Nous avons eu hier notre élection, nous étions vingt-cinq ; ainsi que je l’avais prévu, Laujon à remplacé Portalis, et Raynouard Lebrun. Ainsi, le projet d’appeler parmi nous quelques membres de la première classe a échoué, au moins pour cette fois. Il est même arrivé pire ; car, Suard ayant fait, avant de procéder aux élections, quelques observations fort sages et très-mesurées sur les avantages que nous trouverions à puiser dans cette source, il a été combattu avec aigreur et avec véhémence par plusieurs opposans, à la tête desquels était Chénier, qui ont voulu faire craindre plusieurs inconvéniens de cette pratique, laquelle n est pourtant que l’exercice d’un droit donné à la classe par ses statuts et exercé par l’Académie française, utilement pour elle. Mais cette discussion a amené un étrange résultat ; les opposans faisant flèche de tout bois, ayant argumenté d’abord contre l’admission des sujets indiqués dans les observations de Suard (seulement comme exemples), et qui étaient Lacépède, Laplace, Delambre et Cuvier, ont dit qu’ils n’étaient pas au nombre des candidats, qu’ils ne s’étaient pas présentés. Suard a répondu que la formalité des visites ayant été supprimée, il avait été réglé qu’il suffirait, pour être censé candidat, d’avoir inscrit son nom comme tel à la secrétairerie, ou qu’un membre déclarât à la compagnie qu’il était chargé de son vœu, et que cette déclaration, il venait de la faire pour ces Messieurs.
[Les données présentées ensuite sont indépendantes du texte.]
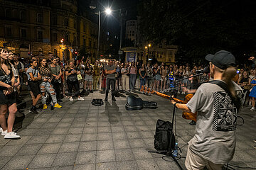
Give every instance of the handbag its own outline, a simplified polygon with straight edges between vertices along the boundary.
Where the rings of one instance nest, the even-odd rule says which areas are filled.
[[[81,80],[81,79],[82,79],[81,74],[78,74],[78,80]]]

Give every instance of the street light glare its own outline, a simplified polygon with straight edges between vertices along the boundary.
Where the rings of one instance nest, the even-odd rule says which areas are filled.
[[[107,15],[110,15],[112,13],[112,11],[110,8],[106,8],[105,12]]]

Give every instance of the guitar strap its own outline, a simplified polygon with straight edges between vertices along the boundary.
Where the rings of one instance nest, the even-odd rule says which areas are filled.
[[[220,81],[220,80],[213,80],[213,81],[208,81],[208,83],[216,84],[216,85],[219,86],[221,89],[223,89],[230,97],[232,102],[235,104],[235,107],[238,109],[238,112],[240,110],[240,108],[242,106],[240,98],[238,97],[238,96],[237,94],[236,94],[235,98],[234,98],[232,96],[231,92],[228,89],[228,86],[225,82]]]

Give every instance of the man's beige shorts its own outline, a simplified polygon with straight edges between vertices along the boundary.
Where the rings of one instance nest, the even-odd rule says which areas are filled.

Sur cela, et pour oblitérer autant qu’il était en eux les traces que pouvait laisser la citation honorable que Suard avait faite de ces quatre noms, voilà-t-il pas qu’Arnault, Regnault, Bigot établissent qu’on n’a dû désigner, ou nommer, ou louer personne ; que tous les membres de l’Institut doivent être regardés comme candidats nés ; qu’il faut supprimer pour eux, même la petite formalité de se faire inscrire ou présenter par un académicien, etc.

On leur a répondu qu’en indiquant quelques membres distingués des autres classes, on n’en excluait aucun ; que tout membre pouvait ajouter à ces noms ceux qu’il jugerait à propos, les Fourcroi, les Dacier, les Daunou, etc.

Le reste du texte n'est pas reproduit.